"Butterflies are everywhere!" shouted Jacob, our bright blue-eyed, copper-capped three-and-a-half year old great-grandson, glowing with excitement. "Butterflies are everywhere!"
Brilliant orange and black Monarch butterflies fluttered, drifted, and soared in the blue and gold sky of a perfect March day in Pismo Beach like a spring version of autumn leaves in flight. The towering eucalyptus grove on Highway 1, known for its butterfly trees, is the migratory home of the plentiful fragile winged creatures. Today it was like a monumental magnet aswirl with them.

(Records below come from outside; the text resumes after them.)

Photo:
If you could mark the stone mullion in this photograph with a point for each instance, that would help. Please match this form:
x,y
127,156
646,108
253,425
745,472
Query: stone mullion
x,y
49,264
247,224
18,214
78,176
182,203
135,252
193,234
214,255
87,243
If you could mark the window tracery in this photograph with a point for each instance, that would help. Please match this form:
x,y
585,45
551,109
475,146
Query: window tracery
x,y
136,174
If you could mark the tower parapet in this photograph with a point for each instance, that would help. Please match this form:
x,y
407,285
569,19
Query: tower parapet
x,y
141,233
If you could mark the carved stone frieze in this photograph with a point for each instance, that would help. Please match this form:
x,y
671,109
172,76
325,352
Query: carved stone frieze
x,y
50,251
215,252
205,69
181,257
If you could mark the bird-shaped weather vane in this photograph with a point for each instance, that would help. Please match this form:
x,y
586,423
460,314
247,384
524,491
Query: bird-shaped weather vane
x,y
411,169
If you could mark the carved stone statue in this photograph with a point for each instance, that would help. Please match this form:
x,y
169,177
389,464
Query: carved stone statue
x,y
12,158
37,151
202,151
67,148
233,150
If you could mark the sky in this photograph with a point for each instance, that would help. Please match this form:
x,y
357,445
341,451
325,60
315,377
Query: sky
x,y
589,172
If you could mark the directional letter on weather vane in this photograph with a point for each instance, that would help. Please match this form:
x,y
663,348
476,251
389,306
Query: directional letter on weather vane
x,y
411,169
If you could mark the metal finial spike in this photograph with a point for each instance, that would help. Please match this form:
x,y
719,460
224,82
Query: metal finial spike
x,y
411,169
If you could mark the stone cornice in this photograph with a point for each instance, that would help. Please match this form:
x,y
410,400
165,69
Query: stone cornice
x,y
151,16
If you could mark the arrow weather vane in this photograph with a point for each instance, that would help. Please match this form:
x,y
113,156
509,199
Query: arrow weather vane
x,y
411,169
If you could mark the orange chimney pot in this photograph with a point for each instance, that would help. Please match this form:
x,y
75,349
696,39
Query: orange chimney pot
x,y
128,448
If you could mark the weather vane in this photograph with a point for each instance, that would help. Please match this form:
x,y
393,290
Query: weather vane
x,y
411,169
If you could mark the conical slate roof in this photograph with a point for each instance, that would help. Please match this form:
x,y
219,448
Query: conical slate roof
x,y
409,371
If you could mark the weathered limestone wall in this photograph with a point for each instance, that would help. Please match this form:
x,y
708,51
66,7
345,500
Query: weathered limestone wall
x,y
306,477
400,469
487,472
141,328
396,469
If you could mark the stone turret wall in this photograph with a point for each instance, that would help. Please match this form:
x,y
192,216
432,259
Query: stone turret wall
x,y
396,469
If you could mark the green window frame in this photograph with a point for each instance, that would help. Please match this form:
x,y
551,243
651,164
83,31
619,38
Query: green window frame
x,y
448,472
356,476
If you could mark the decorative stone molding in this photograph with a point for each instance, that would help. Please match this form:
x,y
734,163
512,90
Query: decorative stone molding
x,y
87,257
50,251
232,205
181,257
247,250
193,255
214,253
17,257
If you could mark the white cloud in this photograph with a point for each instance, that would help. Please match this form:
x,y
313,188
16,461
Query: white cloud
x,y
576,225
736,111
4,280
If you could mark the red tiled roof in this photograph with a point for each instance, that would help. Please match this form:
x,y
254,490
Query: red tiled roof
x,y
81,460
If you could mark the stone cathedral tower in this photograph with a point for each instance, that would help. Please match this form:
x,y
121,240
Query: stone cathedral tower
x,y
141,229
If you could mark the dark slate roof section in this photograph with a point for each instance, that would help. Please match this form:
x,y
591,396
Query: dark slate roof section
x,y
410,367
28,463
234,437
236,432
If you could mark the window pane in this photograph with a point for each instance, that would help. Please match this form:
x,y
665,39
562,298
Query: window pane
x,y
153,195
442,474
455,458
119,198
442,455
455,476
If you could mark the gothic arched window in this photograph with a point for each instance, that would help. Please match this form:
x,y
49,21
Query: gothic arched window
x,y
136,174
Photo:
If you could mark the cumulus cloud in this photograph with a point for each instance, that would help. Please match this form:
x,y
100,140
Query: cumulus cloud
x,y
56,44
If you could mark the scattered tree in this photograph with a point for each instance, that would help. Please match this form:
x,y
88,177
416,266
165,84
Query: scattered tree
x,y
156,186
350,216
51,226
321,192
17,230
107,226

Our daughter, Kathy, hadn't even pulled into a parking space yet, and Jacob's joy was contagious. We three adults exchanged silent grins; our skin rippling with exhilaration at his exuberance and utter delight. And it was no wonder. Kathy had planned ahead and provided him with a colorful book about butterflies so he and I had been counting them with mounting anticipation during the forty-mile trip from home. Now he was more than ready for the real thing.
"Get me out, get me out," he urged with irrepressible eagerness, straining to be released from the confinement of his car seat.

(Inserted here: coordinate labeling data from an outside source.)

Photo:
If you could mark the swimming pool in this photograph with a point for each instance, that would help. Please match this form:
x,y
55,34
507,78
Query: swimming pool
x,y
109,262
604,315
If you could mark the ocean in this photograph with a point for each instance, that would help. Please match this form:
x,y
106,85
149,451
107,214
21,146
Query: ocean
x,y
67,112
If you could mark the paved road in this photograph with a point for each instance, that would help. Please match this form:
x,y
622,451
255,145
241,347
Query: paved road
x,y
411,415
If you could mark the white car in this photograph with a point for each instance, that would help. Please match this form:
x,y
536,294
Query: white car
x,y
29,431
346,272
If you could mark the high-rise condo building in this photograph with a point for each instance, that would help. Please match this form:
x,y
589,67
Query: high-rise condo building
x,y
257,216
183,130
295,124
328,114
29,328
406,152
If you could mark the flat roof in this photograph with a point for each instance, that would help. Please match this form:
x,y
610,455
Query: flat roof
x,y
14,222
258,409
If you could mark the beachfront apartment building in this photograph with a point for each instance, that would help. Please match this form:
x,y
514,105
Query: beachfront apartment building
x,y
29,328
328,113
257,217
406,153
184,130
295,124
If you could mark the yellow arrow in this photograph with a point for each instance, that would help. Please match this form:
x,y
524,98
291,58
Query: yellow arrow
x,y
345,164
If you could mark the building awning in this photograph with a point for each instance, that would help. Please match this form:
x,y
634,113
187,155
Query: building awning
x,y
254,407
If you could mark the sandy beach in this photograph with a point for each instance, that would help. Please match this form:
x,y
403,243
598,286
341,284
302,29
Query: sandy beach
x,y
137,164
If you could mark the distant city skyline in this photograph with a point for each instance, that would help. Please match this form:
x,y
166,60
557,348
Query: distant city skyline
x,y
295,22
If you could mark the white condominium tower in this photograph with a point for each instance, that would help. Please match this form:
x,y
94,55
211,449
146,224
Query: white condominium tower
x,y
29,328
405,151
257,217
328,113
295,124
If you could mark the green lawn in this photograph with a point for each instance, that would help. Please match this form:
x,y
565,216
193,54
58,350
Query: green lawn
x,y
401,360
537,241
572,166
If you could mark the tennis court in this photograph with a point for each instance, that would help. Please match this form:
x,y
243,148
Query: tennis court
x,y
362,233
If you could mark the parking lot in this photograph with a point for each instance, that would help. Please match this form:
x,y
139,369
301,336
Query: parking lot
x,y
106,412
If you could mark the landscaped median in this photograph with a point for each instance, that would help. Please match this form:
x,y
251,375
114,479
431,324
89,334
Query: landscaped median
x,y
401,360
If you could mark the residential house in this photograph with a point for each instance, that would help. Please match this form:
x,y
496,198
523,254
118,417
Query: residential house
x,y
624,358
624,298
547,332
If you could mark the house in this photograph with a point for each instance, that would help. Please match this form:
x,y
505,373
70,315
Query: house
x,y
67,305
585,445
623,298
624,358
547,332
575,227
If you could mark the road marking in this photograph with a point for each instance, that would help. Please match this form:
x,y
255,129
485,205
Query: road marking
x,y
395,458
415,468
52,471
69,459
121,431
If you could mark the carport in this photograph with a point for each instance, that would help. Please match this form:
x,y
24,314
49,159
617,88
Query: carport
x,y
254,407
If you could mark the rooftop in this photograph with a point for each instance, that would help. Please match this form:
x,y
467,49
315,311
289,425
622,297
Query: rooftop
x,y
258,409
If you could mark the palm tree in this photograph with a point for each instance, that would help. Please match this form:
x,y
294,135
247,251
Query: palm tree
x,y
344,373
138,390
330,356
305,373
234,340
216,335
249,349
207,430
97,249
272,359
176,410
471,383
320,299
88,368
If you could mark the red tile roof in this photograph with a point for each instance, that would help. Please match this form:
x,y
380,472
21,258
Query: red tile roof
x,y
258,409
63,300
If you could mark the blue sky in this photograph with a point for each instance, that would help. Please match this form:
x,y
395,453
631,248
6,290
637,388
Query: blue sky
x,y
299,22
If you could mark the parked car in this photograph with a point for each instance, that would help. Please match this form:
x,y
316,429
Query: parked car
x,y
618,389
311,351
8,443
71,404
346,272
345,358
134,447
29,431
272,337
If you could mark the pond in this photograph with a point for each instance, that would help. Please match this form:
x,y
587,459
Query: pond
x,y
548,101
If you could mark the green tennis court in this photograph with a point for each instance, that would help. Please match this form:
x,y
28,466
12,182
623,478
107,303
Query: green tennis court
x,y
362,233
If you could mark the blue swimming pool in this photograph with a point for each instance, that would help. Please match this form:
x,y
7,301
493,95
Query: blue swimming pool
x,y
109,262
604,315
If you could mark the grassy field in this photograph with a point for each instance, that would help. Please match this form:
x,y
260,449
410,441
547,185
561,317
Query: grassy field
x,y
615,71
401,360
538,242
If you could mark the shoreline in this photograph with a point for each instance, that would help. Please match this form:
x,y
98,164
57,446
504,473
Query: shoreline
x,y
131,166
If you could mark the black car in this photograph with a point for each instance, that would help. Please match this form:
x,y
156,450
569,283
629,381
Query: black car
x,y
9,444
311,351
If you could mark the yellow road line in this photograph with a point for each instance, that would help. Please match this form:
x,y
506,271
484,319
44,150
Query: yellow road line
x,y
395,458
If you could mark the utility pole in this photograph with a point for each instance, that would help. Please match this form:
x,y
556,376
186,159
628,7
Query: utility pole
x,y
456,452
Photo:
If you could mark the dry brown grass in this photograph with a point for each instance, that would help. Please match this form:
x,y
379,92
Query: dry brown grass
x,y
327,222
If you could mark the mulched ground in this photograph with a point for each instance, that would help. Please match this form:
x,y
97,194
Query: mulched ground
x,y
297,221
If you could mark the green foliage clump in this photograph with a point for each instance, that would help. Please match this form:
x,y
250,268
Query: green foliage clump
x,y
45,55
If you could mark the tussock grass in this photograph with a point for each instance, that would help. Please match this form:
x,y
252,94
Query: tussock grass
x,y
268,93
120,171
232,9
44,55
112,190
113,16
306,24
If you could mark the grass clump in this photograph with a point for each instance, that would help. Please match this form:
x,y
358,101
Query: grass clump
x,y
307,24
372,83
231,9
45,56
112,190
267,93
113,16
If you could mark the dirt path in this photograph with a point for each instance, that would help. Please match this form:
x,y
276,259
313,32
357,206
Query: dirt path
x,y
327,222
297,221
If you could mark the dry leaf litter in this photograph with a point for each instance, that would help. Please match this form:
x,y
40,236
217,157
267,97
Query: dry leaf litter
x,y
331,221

"O.K., big guy." A couple of clicks and he was free.
Close enough to the Pacific to hear the faint song of the surf, we headed for the butterfly trees. Soon the three of us adults sauntered the trail winding through the trees after Jacob, barely able to keep up with him as he bounded from one wonder to another.
"The bee-noc-u-lars?" He managed to articulate a question and a reasonable first-time use of the four syllable word, as he looked up at the winged action-scene above and about him. Gene handed a pair of binoculars to Jacob, and he was off with them before his great-grandpa could utter a word of instruction. He held them to his eyes like an old pro and pointed them upward in the direction of the aromatic silver-leafed branches. He was much too eager to bother with anything so mundane as adjusting the focus.
Bystanders watched him with soft reminiscent smiles on their faces, and a nearby docent gestured upward. "There's a Great Horned Owl right there." Jacob had already had the privilege of becoming well acquainted with a Great Horned Owl at our local zoo. However, never had he seen so many butterflies embossing the air anywhere, and he only had eyes for them. He fiddled with the binoculars long enough for his great-grandpa to snap a few photos of him at his most beguiling.
Until, of course, two adult-sized telescopes and a Jacob-sized-one that sat at the edge of the trail, unused, snared his attention the moment he spied them. Handing off the binoculars to Grandma Kathy, he immediately took possession of the small telescope, squinting into it with total absorption. Only heaven knew if he could see anything, but he was certainly savoring the experience. We have the pictures to prove it.
Gene and I claimed a bench and sat back to watch Kathy shepherd Jacob through this new and exciting experience. "There's a lot to be said for being the great-grandparents blessed to sit back and relish the sight of their offspring being grandparents for the first time," I said. Gene smiled and nodded, his hazel eyes suddenly bright with tears. He squeezed my hand. It's his way of saying how much he savors the rare and irreplaceable pleasure of witnessing our daughter and grandson delight in one another.
Suddenly we had a rush of realization. "He may only be pint-sized, but I suspect we're in the presence of a grand master of the art of living," I said.
"That we are," he said, nodding.
We breathed deeply of salt air that relaxed us into the peace and purity of the moment, allowing ourselves to be caught up in our free spirit, Jacob's, unfettered enchantment with life, his grandmother's absorption in him, the world of nature, the alchemy of loving and being loved, and all their attendant miracles.
Jacob and Kathy headed for the trailer housing the butterfly docents' alluring wares. Without a word, we marveled together at the subtle shift of perception we had experienced at these everyday miracles that had managed to bring us once again to a sudden acute remembrance of the miracle of life. The miracle of love. The miracle of the open heart. The miracle of one small redhead with a faint sprinkling of freckles dusting his nose, bright blue eyes that sparkle and dance and make our hearts smile, and his gleeful grin that easily expands us all into becoming involuntary emissaries of the richness of being.